Why you should get an equipment loan?

Equipment loans are one of the most popular forms of loans because lenders, banks, and business owners aren’t as likely to take a risk in comparison to other loans.

Other regular secured loans will require collateral to act as a security deposit, which is usually in the form of a financing payment or a property.

This can be risky, because if the loan falls through and something goes wrong, the lender or bank will repossess your collateral.

The equipment bought from equipment loans becomes the collateral, which means that if the business fails or if whatever goes wrong, the lender will repossess the equipment and sell it on.

This is much less risk-free to both the business owner(s) and the lenders.

Equipment loans are also approved fairly quickly compared to other loans. Online lenders offer the fastest amount of funding, which means you can apply for additional capital faster, too.

How hard is it to get an equipment loan?

Equipment loans are usually the fastest form of financial assistance for a business - and mostly the easiest, too. It’s not too hard to get an equipment loan, you just have to provide the necessary information to be eligible for one.

You will need to create a thorough and detailed business plan.

Lenders will see any business without a plan as a risk, so make sure to explain why you need the money, what equipment you will spend it on (whether it’s a new purchase, repairment, or upgrade), how it will benefit your business and employees, and how much business growth it will create.

The whole point of a loan is to boost your business, after all.
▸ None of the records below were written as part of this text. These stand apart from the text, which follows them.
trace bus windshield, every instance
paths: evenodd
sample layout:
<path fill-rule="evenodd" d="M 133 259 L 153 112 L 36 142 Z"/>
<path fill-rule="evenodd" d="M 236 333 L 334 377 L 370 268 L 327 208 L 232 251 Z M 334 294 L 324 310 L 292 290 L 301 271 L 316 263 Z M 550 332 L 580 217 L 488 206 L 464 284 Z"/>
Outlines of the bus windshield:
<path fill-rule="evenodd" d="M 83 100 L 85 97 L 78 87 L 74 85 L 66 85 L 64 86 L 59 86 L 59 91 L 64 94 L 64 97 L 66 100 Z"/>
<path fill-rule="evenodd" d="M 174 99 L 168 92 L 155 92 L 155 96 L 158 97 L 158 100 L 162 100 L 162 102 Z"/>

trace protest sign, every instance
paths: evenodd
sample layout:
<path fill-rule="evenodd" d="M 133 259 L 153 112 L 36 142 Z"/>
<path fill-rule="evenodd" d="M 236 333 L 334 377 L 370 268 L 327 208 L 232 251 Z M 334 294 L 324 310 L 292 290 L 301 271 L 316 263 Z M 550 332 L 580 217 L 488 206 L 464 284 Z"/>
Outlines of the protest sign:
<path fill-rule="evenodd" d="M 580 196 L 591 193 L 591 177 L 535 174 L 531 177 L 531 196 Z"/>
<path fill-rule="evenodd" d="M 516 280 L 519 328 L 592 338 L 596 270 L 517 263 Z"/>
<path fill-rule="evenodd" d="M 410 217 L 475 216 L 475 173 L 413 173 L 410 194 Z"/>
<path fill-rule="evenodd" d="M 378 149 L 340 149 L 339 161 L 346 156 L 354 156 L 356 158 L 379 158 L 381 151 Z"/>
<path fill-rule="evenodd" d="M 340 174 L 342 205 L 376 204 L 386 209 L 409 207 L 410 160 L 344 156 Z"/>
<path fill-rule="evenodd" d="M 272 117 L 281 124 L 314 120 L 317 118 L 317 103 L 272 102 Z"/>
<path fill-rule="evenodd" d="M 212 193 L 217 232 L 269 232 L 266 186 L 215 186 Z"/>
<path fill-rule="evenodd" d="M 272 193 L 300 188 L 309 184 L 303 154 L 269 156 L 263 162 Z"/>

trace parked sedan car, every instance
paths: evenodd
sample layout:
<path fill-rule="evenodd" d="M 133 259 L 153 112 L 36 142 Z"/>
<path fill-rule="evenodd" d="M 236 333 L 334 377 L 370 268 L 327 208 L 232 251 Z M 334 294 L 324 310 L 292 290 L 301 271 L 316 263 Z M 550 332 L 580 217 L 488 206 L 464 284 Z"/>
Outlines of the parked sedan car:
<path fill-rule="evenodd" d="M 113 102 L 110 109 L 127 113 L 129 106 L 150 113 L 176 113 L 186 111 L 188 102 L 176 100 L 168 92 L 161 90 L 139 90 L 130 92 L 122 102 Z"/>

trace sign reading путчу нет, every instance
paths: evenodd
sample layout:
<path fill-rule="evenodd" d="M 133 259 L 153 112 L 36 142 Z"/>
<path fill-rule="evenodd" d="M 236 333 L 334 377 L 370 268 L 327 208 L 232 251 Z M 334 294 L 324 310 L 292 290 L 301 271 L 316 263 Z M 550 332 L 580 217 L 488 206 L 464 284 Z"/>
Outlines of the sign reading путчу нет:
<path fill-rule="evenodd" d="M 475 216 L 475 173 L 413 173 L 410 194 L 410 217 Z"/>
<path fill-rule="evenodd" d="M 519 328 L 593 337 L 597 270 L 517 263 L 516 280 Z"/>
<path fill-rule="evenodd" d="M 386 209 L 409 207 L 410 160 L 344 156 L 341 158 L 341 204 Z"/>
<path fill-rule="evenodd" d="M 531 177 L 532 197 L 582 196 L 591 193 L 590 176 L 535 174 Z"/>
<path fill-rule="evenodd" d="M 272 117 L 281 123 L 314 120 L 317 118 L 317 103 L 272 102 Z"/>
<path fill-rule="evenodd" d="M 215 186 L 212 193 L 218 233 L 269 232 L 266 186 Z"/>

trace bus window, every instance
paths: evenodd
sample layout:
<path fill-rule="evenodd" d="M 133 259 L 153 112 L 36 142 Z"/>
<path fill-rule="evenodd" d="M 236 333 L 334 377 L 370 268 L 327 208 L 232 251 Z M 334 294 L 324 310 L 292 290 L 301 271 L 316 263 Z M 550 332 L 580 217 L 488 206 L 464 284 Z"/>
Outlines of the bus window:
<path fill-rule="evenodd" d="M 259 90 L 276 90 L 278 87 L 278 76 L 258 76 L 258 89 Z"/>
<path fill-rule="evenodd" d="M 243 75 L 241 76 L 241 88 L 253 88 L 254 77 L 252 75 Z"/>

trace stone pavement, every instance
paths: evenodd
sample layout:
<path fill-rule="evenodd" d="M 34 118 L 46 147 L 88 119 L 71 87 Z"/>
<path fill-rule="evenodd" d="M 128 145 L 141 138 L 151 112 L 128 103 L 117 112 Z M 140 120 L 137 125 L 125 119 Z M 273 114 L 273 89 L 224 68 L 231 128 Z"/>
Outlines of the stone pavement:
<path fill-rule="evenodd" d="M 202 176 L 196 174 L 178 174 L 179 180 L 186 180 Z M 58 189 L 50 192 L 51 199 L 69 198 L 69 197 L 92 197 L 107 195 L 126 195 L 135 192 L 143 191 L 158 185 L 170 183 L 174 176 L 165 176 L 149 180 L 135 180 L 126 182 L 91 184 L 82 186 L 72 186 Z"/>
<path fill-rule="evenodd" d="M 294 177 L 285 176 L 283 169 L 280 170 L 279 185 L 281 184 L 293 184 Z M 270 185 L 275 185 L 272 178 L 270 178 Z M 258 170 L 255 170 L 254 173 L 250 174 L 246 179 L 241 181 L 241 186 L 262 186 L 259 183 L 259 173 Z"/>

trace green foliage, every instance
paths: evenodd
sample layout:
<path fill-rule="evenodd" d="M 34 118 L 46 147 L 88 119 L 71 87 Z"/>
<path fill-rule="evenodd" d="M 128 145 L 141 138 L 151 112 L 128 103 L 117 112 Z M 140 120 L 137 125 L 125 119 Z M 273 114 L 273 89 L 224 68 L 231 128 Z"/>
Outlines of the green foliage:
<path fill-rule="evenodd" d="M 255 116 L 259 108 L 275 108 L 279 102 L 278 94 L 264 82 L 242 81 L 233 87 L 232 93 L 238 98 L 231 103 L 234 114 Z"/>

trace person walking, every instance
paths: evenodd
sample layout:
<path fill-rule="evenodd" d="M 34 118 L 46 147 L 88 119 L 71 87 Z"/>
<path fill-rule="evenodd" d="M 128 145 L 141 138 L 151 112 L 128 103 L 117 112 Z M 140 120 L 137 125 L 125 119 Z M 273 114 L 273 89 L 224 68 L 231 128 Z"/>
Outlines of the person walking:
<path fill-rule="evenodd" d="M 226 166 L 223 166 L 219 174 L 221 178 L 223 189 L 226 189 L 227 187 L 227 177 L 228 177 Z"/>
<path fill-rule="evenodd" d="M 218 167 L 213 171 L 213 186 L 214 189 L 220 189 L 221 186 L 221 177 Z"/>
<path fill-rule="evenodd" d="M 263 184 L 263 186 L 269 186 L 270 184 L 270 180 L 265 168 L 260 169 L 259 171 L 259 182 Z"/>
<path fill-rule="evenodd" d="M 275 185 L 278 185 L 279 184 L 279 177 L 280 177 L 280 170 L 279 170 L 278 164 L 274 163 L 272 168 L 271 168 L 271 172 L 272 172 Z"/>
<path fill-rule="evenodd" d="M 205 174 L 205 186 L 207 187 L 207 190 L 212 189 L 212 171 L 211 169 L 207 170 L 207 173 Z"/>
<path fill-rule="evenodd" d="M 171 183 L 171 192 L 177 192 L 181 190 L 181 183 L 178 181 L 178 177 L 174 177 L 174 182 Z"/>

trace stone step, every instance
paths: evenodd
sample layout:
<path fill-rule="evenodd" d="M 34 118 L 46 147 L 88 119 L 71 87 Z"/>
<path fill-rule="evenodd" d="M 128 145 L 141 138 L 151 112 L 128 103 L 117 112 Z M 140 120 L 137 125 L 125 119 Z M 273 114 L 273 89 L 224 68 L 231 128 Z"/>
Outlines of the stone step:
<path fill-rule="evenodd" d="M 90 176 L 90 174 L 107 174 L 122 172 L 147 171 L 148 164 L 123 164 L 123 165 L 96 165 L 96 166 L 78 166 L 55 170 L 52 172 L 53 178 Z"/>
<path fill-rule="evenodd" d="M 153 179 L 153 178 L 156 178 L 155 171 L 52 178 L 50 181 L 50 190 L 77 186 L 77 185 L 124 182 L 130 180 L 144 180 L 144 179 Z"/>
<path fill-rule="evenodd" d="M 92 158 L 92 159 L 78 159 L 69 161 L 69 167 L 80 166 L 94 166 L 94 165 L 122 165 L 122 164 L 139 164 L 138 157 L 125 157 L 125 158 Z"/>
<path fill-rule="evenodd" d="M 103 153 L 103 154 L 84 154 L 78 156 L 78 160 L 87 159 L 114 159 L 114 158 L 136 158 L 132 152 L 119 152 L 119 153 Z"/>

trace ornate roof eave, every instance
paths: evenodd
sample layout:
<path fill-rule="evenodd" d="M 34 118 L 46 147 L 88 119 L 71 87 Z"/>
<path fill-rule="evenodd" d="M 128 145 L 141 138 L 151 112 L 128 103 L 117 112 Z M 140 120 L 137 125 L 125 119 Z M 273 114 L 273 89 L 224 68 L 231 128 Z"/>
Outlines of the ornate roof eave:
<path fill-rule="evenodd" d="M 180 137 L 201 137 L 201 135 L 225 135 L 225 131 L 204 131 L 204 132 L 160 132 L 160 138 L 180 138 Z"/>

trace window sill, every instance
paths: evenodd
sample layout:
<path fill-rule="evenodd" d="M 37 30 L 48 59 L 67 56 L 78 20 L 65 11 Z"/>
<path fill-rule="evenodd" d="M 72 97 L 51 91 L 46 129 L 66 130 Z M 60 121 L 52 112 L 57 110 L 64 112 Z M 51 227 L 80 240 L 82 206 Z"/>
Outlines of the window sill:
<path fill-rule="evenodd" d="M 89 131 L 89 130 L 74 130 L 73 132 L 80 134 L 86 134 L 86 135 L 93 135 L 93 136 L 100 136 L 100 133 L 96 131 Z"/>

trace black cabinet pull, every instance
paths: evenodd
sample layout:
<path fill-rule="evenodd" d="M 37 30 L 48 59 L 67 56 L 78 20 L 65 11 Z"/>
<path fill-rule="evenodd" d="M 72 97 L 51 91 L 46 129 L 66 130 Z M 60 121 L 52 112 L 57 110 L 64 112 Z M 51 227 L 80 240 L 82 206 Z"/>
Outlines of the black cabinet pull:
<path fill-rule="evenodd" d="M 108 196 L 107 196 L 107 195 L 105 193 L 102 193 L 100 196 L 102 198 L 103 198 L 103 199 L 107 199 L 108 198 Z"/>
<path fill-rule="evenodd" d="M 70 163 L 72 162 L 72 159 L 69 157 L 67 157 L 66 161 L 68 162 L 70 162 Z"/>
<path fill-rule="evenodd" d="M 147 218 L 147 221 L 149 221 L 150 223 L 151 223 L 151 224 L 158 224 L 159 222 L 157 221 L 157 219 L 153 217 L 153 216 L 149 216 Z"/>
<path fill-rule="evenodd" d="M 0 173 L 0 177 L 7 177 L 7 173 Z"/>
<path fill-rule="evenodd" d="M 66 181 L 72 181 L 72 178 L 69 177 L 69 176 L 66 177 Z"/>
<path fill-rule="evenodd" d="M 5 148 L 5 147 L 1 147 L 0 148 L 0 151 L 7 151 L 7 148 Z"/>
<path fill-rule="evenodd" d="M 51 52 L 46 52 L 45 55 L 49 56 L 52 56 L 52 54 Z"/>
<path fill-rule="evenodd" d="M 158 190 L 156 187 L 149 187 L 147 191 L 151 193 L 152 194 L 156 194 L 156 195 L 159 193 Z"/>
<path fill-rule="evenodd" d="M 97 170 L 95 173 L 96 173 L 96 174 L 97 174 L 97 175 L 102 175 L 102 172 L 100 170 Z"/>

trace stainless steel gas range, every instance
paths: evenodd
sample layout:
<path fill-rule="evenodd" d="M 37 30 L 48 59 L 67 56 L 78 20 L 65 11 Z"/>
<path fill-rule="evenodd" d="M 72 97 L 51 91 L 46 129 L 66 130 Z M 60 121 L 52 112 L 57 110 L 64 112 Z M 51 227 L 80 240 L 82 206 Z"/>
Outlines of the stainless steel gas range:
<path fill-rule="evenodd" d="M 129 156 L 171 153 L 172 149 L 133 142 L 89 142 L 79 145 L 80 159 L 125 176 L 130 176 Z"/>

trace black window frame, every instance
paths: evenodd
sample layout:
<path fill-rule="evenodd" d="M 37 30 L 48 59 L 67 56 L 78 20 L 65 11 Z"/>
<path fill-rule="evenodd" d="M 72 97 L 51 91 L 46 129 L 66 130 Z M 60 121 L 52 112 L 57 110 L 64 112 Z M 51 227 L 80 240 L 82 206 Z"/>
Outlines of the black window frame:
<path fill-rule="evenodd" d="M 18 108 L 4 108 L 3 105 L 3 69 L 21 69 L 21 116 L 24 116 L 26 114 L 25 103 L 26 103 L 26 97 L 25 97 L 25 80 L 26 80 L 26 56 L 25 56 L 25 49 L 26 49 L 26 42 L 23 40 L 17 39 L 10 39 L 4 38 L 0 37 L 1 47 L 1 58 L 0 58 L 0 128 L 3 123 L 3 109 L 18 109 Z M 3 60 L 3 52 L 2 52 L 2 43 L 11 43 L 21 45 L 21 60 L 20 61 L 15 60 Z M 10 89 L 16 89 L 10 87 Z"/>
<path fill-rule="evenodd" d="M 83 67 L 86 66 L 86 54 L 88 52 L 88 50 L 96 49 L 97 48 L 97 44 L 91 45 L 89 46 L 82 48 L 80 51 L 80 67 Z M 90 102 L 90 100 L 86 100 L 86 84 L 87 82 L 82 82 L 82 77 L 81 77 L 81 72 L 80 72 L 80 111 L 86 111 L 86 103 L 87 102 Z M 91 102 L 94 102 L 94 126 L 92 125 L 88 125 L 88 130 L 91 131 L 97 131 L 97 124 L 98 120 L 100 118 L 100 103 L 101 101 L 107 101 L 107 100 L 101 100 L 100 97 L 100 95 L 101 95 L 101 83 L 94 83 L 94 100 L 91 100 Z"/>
You should have an idea of what equipment you are looking to purchase or repair with the loan, as this will also give you an idea of what type of loan to apply for (heavy equipment loan or equipment financing).

As we have explained, equipment loans are one of the most risk-free loans available for businesses. This is because business owners aren’t obliged to give collateral, which could easily be repossessed if the owners default.

If the business goes under and the equipment hasn’t been paid off yet, the lenders will simply take the equipment as collateral and sell it on. This is what makes equipment loans so easy to attain and complete.

The great thing about equipment loans is that once the piece of equipment is in your hands (or figuratively, please don’t hold a bulldozer), it is officially yours.

Sure, it won’t be yours if the business goes under, but if you play your cards right and follow a suitable business plan alongside your lender, you are more likely to gain money than spend it on the loan.

When it comes to applying for an equipment loan, the requirements will vary depending on the lender.

In most cases, an eligible business will need between 6 months to two years in business, a credit score of over 620, at least $25,000 in annual revenue, and usually a down payment of 5%-20% for the equipment.

Whilst this might sound like a lot, this is surprisingly minimal compared to other loans.


To summarise, it’s not hard to get an equipment loan. Of course, all loans will have specific requirements for eligibility and application, but the nature of an equipment loan means that they are generally fairly easy to get.

This is because equipment loans don’t require collateral. Instead, the piece of equipment becomes collateral.

This means that the loan payment is generally fast and risk-free, and the equipment is officially yours as soon as it’s in your possession.

This is very different from other loans that require collateral, which can be more of a loss than a gain if the business falls through.